US July payrolls expected to point to a slowdown in jobs growth
European markets underwent another negative session yesterday as this week’s sell off continued to gather momentum, with the DAX falling for the 4th day in a row, while the FTSE100 finished lower for the 3rd straight session, although it was notable that we closed well off the lows of the day.
US markets also fell for the 3rd day in succession, with the US dollar finishing the day unchanged, despite posting a fresh 4-week high.
A combination of rising US yields, along with concern over earnings guidance downgrades weighed on markets generally, with the weakness in US markets weighing on the broader risk outlook. The slide in long-dated US treasuries isn’t being helped by the prospect of a supply surplus driven by future US spending plans to fund a rising budget deficit.
Even with Apple and Amazon reporting solid numbers after the close last night, we don’t appear to have seen a significant uplift as we head into the weekend.
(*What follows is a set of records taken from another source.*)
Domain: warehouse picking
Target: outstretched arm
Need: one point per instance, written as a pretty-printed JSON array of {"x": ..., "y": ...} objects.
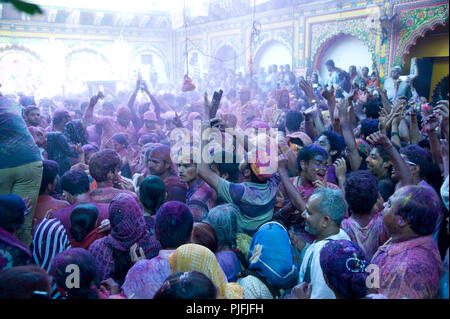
[{"x": 294, "y": 196}]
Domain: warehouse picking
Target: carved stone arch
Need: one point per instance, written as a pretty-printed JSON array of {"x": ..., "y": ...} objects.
[
  {"x": 20, "y": 48},
  {"x": 411, "y": 41},
  {"x": 318, "y": 55},
  {"x": 265, "y": 44},
  {"x": 153, "y": 50},
  {"x": 85, "y": 49}
]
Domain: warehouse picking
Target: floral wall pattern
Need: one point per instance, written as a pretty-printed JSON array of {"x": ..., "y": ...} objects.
[
  {"x": 412, "y": 23},
  {"x": 322, "y": 32}
]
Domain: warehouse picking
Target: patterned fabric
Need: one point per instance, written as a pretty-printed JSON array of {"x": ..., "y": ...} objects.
[
  {"x": 193, "y": 257},
  {"x": 409, "y": 269},
  {"x": 17, "y": 144},
  {"x": 127, "y": 227},
  {"x": 200, "y": 198},
  {"x": 369, "y": 237},
  {"x": 306, "y": 189},
  {"x": 12, "y": 251},
  {"x": 146, "y": 276},
  {"x": 63, "y": 215},
  {"x": 229, "y": 263},
  {"x": 49, "y": 240},
  {"x": 344, "y": 264},
  {"x": 311, "y": 267}
]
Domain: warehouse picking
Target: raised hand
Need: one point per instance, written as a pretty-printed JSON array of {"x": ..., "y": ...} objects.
[
  {"x": 282, "y": 162},
  {"x": 328, "y": 94},
  {"x": 430, "y": 123},
  {"x": 134, "y": 255},
  {"x": 105, "y": 226},
  {"x": 177, "y": 121},
  {"x": 341, "y": 167},
  {"x": 442, "y": 109},
  {"x": 378, "y": 138},
  {"x": 382, "y": 120},
  {"x": 207, "y": 107}
]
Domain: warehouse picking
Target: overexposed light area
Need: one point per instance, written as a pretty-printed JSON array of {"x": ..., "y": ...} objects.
[{"x": 130, "y": 6}]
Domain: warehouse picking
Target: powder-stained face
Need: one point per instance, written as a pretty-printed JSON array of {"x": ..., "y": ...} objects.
[
  {"x": 375, "y": 163},
  {"x": 157, "y": 166},
  {"x": 312, "y": 215},
  {"x": 34, "y": 117},
  {"x": 323, "y": 142},
  {"x": 117, "y": 146},
  {"x": 389, "y": 213},
  {"x": 317, "y": 168},
  {"x": 187, "y": 172}
]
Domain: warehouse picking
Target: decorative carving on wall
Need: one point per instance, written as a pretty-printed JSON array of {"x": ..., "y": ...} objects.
[{"x": 414, "y": 20}]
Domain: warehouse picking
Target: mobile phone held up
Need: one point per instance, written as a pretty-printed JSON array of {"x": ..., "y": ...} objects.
[{"x": 217, "y": 96}]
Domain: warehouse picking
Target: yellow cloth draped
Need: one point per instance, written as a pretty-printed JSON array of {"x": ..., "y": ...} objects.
[{"x": 193, "y": 257}]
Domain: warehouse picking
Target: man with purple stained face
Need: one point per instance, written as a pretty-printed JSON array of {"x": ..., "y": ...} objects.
[
  {"x": 312, "y": 163},
  {"x": 409, "y": 262},
  {"x": 200, "y": 197}
]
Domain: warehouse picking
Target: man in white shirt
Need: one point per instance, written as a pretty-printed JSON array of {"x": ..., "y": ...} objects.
[{"x": 324, "y": 212}]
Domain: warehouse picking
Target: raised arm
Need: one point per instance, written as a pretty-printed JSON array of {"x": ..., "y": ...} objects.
[
  {"x": 155, "y": 102},
  {"x": 347, "y": 133},
  {"x": 294, "y": 196},
  {"x": 89, "y": 112}
]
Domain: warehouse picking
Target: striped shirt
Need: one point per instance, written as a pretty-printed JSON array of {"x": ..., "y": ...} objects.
[{"x": 49, "y": 240}]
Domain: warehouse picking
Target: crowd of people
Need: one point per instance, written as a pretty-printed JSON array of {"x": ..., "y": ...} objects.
[{"x": 99, "y": 200}]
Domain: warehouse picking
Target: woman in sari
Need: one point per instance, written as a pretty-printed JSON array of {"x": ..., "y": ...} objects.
[
  {"x": 49, "y": 239},
  {"x": 12, "y": 215},
  {"x": 128, "y": 227},
  {"x": 152, "y": 194},
  {"x": 193, "y": 257}
]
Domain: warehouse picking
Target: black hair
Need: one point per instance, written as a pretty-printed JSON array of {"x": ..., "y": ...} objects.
[
  {"x": 83, "y": 220},
  {"x": 361, "y": 192},
  {"x": 88, "y": 273},
  {"x": 336, "y": 141},
  {"x": 12, "y": 209},
  {"x": 173, "y": 224},
  {"x": 121, "y": 139},
  {"x": 372, "y": 109},
  {"x": 368, "y": 127},
  {"x": 293, "y": 120},
  {"x": 75, "y": 182},
  {"x": 383, "y": 154},
  {"x": 187, "y": 285},
  {"x": 309, "y": 152},
  {"x": 330, "y": 63},
  {"x": 122, "y": 264},
  {"x": 232, "y": 169},
  {"x": 20, "y": 282},
  {"x": 29, "y": 108},
  {"x": 103, "y": 162},
  {"x": 49, "y": 173}
]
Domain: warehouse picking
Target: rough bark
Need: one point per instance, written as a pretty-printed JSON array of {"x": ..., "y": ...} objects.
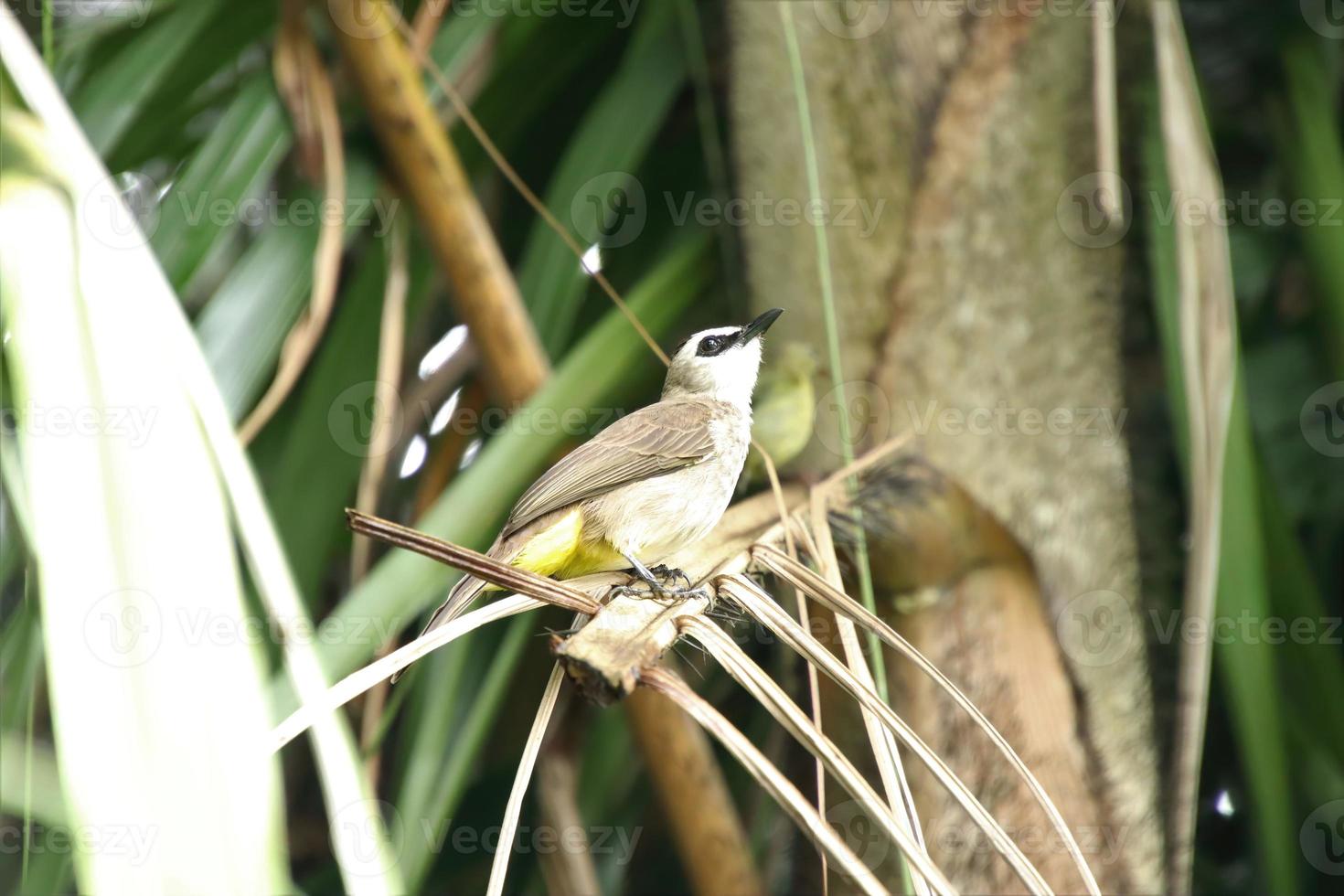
[{"x": 963, "y": 132}]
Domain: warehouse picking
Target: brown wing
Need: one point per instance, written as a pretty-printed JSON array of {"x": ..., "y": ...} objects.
[{"x": 655, "y": 440}]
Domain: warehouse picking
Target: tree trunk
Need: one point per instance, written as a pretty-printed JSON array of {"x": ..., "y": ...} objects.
[{"x": 981, "y": 316}]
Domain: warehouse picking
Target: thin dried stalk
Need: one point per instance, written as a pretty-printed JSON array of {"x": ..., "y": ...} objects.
[
  {"x": 789, "y": 798},
  {"x": 569, "y": 870},
  {"x": 499, "y": 867},
  {"x": 362, "y": 680},
  {"x": 832, "y": 598},
  {"x": 391, "y": 337},
  {"x": 303, "y": 338},
  {"x": 883, "y": 746},
  {"x": 472, "y": 561},
  {"x": 763, "y": 609},
  {"x": 773, "y": 698},
  {"x": 1207, "y": 336},
  {"x": 432, "y": 175},
  {"x": 804, "y": 620},
  {"x": 1106, "y": 109}
]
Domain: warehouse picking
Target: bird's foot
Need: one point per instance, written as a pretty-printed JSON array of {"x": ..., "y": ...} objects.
[{"x": 661, "y": 581}]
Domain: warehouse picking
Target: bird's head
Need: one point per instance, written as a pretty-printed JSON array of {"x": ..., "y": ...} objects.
[{"x": 720, "y": 363}]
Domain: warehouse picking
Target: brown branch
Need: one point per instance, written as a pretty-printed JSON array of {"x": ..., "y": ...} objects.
[{"x": 485, "y": 294}]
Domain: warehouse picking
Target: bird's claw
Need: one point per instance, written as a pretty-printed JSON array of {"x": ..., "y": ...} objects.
[
  {"x": 666, "y": 574},
  {"x": 645, "y": 590}
]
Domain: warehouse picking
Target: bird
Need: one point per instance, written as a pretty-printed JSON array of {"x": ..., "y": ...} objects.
[
  {"x": 783, "y": 410},
  {"x": 649, "y": 484}
]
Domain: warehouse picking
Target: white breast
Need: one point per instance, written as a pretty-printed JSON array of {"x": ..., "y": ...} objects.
[{"x": 654, "y": 517}]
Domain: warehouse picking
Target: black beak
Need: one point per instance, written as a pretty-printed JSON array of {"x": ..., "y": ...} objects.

Some have suggested that the Fitch downgrade of the US AAA rating to AA+ may have had a part to play in this week’s weakness, however while the narrative of that might seem compelling there was nothing in Fitch’s findings that told us anything we didn’t already know.
The US economy still appears to be in decent shape, concern about the manufacturing sector notwithstanding, but the services sector has remained resilient, with another solid ISM survey in July which saw prices paid tick higher, and the employment component tick lower. The resilience in the prices paid component feeds into the concern that rates are likely to remain higher for longer.
Which brings us to today and the July jobs report. Having just come off the back of another 25bps rate hike from the Federal Reserve last week, and what may well be the final rate hike of this cycle, today’s US payrolls data is likely to continue to showcase the resilience of the US economy.
We’ve already seen once again this week that private sector job growth remains strong with another 324k jobs added by ADP last month, on top of the 497k in June, although we could start to see some evidence of a slowdown in the BLS numbers given how unremarkable the previous non-farm payrolls report was back in June.
The June jobs report was the first US jobs report which was fairly unremarkable in nature, with 209k jobs added for the month, and the weakest headline number in over 2 years.
There was also a 2-month net revision lower of -110k jobs, which took some of the lustre off recent gains. Despite this the unemployment rate still fell to 3.6%, while average hourly earnings growth came in at 4.4%, which was slightly higher than expected.
Today’s jobs report is expected to see 200k jobs added, with unemployment set to remain unchanged at 3.6%, while average hourly earnings are expected to slip back from 4.4% to 4.2%.
We also have the Canada jobs report which is also expected to see a strong set of numbers, after the 59k jobs added in June.
The pound underwent a volatile day yesterday, hitting a one month low, before rebounding strongly to finish the day unchanged.
The decision by the Bank of England to raise rates by 25bps to a new 15-year high posed a number of questions, not least the prospect that rates were likely to stay at current levels for a long time to come. By the tone of the press conference, it was also surmised that we may well be close to the peak of this rate hiking cycle given comments from deputy governor Ben Broadbent when he stated that UK rate policy was restrictive already, and that UK rates are now likely above the neutral rate.
If that turns out to be the case when set against a weak growth backdrop then the bar to another rate rise is likely to be a high one and will depend greatly on the next 2 CPI inflation reports, the first of which is due in just under a fortnight.
EUR/USD – Recovered from just above the 1.0900 area, closing above the 50-day SMA at 1.0930, keeping the current uptrend intact. Also have support at 1.0830. Resistance remains at last week’s high at 1.1150.
GBP/USD – Drifted down the 1.2620 area before rebounding, but we need to see a close above the 50-day SMA to signal a bottom is in around the 1.2600 area. Below 1.2600 targets 1.2400. Resistance at the 1.2830 area as well as 1.3000.
EUR/GBP – Pushed up to the 0.8655/60 area yesterday before retreating, with support now at the 0.8580 area, the bias remains for a retest of the July highs at 0.8700/10. Below 0.8580 retargets the 0.8530 area.
USD/JPY – Failed just below the 144.00 area, slipping back to the 142.00 area where we have support. A mover below 142.00 could see a move towards the lows this week at 140.70. Main resistance remains at the previous peaks at 145.00.